If Chrome startup is slow on your machine, increase startup_timeout_seconds. If individual browser operations can take a while, increase call_timeout_seconds.

Example: MemPalace AI Memory

MemPalace is a local AI memory system that stores conversations in ChromaDB, organized as a navigable "palace" with wings, rooms, and halls. It exposes 19 MCP tools for search, knowledge graph operations, agent diaries, and more — all without API keys.

Using uvx keeps MemPalace in an isolated virtual environment, avoiding dependency conflicts with MindRoom's own ChromaDB version:

mcp_servers:
  mempalace:
    transport: stdio
    command: uvx
    args:
      - --from
      - mempalace
      - python
      - -m
      - mempalace.mcp_server
      - --palace
      - /path/to/.mempalace/palace
    startup_timeout_seconds: 30
    call_timeout_seconds: 60

agents:
  assistant:
    display_name: Assistant
    role: General assistant with persistent memory
    model: sonnet
    tools:
      - mcp_mempalace

Before the MCP server can return results, initialize and seed the palace:

uvx mempalace init /path/to/content
uvx mempalace mine /path/to/content

Agents can also add memories on the fly via the mempalace_add_drawer tool. The palace enforces deduplication at a 0.9 similarity threshold.

Error Handling

MindRoom connects to MCP servers during startup and whenever config.yaml changes. If a server fails to start, initialize, or publish a valid tool catalog, MindRoom marks that server as failed and logs a warning.
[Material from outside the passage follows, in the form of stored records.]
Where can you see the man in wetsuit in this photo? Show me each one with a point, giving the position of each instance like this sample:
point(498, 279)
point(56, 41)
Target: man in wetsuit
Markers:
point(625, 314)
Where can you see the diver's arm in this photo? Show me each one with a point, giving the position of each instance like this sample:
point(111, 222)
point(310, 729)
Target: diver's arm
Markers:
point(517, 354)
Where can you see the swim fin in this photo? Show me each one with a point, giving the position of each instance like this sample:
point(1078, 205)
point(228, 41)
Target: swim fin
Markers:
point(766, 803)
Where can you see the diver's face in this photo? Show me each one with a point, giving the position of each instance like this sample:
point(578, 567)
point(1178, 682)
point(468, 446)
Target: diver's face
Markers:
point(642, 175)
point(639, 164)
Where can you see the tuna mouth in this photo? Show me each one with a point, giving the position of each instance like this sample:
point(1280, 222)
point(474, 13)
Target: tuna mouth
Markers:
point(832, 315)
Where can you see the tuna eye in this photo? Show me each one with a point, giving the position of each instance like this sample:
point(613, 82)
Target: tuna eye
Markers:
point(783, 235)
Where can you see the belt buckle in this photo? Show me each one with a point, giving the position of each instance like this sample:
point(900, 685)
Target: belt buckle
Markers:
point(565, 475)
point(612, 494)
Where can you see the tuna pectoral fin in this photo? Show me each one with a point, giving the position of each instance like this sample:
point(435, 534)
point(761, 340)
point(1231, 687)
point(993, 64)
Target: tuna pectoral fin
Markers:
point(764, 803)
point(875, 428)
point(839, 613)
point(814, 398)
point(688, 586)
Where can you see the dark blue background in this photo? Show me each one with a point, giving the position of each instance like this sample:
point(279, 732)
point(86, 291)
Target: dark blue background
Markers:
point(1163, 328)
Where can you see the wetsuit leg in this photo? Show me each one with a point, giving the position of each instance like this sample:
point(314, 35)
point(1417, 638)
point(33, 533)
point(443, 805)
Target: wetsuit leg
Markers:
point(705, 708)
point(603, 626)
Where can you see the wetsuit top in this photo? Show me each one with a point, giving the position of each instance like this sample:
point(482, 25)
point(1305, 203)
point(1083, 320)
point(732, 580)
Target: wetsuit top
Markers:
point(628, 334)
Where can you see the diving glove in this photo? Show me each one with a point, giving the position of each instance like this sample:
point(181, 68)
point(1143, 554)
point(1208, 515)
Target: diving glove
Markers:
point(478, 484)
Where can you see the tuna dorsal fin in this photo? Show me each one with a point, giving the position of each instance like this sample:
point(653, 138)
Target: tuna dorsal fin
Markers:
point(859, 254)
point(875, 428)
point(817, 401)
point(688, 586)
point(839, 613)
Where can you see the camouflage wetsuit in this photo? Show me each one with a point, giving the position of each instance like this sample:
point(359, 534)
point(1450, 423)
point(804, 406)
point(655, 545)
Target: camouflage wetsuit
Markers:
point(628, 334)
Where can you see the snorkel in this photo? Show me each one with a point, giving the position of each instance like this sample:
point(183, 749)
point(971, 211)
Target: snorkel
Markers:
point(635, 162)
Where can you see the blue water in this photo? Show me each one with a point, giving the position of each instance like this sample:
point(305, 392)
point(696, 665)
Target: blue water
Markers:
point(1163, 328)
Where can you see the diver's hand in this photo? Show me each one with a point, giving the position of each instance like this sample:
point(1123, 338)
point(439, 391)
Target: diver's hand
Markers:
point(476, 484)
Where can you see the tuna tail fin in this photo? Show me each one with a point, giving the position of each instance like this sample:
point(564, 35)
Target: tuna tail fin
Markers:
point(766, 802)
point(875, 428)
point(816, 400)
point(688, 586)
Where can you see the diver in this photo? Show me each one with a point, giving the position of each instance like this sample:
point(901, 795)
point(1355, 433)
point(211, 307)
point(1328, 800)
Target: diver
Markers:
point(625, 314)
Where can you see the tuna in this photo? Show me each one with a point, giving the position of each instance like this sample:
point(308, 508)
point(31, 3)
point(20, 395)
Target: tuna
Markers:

Agents and teams that reference mcp_<server_id> are blocked from starting while that server is failed. MindRoom retries failed MCP discovery during later syncs and config reloads.

During tool execution, explicit MCP tool failures are surfaced as tool errors. Those explicit server-side errors are not retried automatically.

Connection drops and timeouts are treated differently. When auto_reconnect: true, MindRoom refreshes the server connection and retries the tool call once. If reconnect also fails, the error is surfaced to the caller.

If an MCP server sends a tools/list_changed notification, MindRoom refreshes that server's catalog. If the catalog changed, MindRoom restarts the agents and teams that reference that server so they pick up the updated tool list.

Limitations

  • Phase 1 supports MCP tools only.
  • MCP resources and prompts are not exposed in MindRoom yet.
  • MCP integrations are shared-only and cannot be used with worker_scope: user or worker_scope: user_agent.
  • server_id and tool_prefix must use letters, numbers, and underscores.
  • The final function name <prefix>_<remote_tool_name> must be 64 characters or fewer.